One way of doing this would be to use schools to teach children “why this is bad and what [purpose] it actually serves. Because it is not detached from a global structure of interests”.
Last week, a government minister called for a ban on “promoting LGBT ideology” and on teaching gender studies in universities and schools.
“Media must be put in order”
Elsewhere in the interview, Kaczyński was asked about the ruling coalition’s plans.

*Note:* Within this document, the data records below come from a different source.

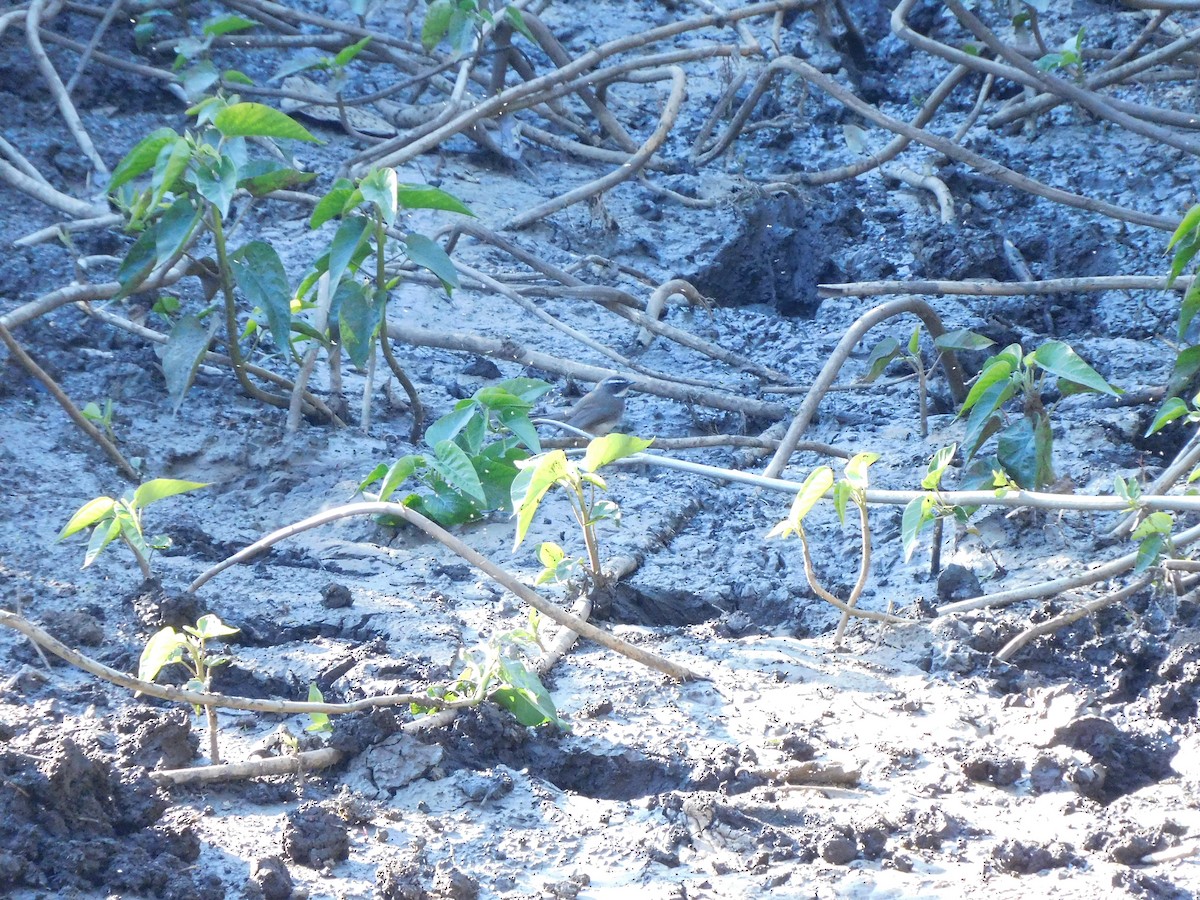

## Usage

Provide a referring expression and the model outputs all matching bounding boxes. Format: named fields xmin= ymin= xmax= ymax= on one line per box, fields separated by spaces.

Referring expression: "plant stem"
xmin=834 ymin=499 xmax=874 ymax=645
xmin=208 ymin=205 xmax=290 ymax=412
xmin=122 ymin=534 xmax=153 ymax=580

Negotiations are currently underway between PiS and its two junior coalition partners – United Poland (Solidarna Polska) and Agreement (Porozumienie) – about restructing the government and setting its agenda for the next three election-less years.

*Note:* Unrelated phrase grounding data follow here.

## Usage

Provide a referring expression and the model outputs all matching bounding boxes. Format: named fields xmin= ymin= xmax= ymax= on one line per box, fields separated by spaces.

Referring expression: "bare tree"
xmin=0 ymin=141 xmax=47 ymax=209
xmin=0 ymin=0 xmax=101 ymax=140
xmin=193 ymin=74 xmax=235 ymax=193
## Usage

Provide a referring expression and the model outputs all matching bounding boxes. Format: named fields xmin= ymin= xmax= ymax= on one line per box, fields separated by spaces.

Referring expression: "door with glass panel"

The PiS chairman said that at the top of the agenda are restructuring Poland’s media landscape and continuing the government’s overhaul of the judiciary.
“The media [landscape] needs to be corrected, put in order, because at the moment we have a colonial mentality,” he said. “This must be changed, and that is obvious.”
PiS holds a long-stated aim of “repolonising” and “deconcentrating” media in Poland, by which they mean reducing what they claim is the dominance of some foreign (mainly German) concerns that own many Polish media outlets.
Critics, however, argue that the real aim is to neutralise media critical of the government – some of which have foreign owners – and to help government allies take control of them. They note that, while many local and regional outlets are foreign owned, among national newspapers and radio and TV stations, most have Polish owners.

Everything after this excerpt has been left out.